Platelet-derived growth factor receptor α (PDGFRα) is expressed in multiple tumor types, and its aberrant activation has been implicated in cancer. Co-expression of PDGFRα and PDGFs, consistent with autocrine-mediated growth, has been reported in sarcomas and glioblastomas. Gene amplification and activating mutations of PDGFRα have been found in subsets of glioblastomas, non-small cell lung cancers, and gastrointestinal stromal tumors. PDGFRα expression has been associated with increased metastatic potential in preclinical models. Paracrine stimulation of PDGFRα-positive stromal cells has been shown in preclinical studies to enhance tumor growth by providing factors for angiogenesis and extracellular matrix remodeling. (Click here to see a video explaining the mechanism of action of olaratumab.)

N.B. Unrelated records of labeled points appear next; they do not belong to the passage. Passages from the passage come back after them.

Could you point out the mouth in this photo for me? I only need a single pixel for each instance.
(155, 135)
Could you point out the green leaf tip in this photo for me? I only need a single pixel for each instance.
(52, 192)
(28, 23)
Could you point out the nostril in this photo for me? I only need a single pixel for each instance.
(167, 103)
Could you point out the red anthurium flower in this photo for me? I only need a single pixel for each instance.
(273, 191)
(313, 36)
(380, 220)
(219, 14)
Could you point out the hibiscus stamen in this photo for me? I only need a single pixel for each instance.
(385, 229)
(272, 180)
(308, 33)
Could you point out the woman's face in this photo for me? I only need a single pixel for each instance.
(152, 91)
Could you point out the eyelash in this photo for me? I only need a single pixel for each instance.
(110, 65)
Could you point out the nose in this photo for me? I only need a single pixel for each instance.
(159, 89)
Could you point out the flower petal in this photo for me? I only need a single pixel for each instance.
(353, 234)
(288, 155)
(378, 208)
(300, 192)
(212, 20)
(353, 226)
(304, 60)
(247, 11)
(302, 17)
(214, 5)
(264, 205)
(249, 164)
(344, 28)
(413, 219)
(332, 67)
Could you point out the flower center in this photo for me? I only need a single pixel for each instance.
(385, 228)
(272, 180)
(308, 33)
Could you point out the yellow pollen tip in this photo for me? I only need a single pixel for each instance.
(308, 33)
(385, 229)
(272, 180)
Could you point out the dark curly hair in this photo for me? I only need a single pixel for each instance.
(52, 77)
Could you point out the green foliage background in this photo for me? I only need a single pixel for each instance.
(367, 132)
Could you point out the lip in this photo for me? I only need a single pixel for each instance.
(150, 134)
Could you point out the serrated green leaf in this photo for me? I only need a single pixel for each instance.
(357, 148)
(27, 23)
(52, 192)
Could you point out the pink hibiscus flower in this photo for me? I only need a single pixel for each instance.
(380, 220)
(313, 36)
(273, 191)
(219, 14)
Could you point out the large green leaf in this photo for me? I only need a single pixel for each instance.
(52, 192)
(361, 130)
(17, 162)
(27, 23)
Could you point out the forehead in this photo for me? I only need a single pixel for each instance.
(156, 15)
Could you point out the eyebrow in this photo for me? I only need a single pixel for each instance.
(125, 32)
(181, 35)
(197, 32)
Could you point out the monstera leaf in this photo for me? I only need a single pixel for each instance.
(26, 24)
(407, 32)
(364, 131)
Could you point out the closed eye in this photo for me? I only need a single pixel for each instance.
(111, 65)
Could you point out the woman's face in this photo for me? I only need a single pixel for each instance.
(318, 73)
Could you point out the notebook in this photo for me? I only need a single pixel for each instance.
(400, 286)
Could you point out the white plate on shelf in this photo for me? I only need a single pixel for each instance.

Clinical Results with Olaratumab
The Phase II trial of olaratumab [A Phase 1b/2 Randomized Phase 2 Study Evaluating the Efficacy of Doxorubicin With or Without a Human Anti-PDGFRα Monoclonal Antibody (IMC-3G3) in the Treatment of Advanced Soft Tissue Sarcoma)] included 133 patients who were not amenable to surgery or radiotherapy and did not receive prior therapy with an anthracycline. The patients were randomized to receive doxorubicin alone (n = 67) or doxorubicin plus olaratumab (n = 66). Patients who received doxorubicin alone were eligible to receive olaratumab monotherapy after progression.
A Phase III study in 460 patients is ongoing – A Randomized, Double-Blind, Placebo-Controlled, Phase 3 Trial of Doxorubicin Plus Olaratumab Versus Doxorubicin Plus Placebo in Patients With Advanced or Metastatic Soft Tissue Sarcoma.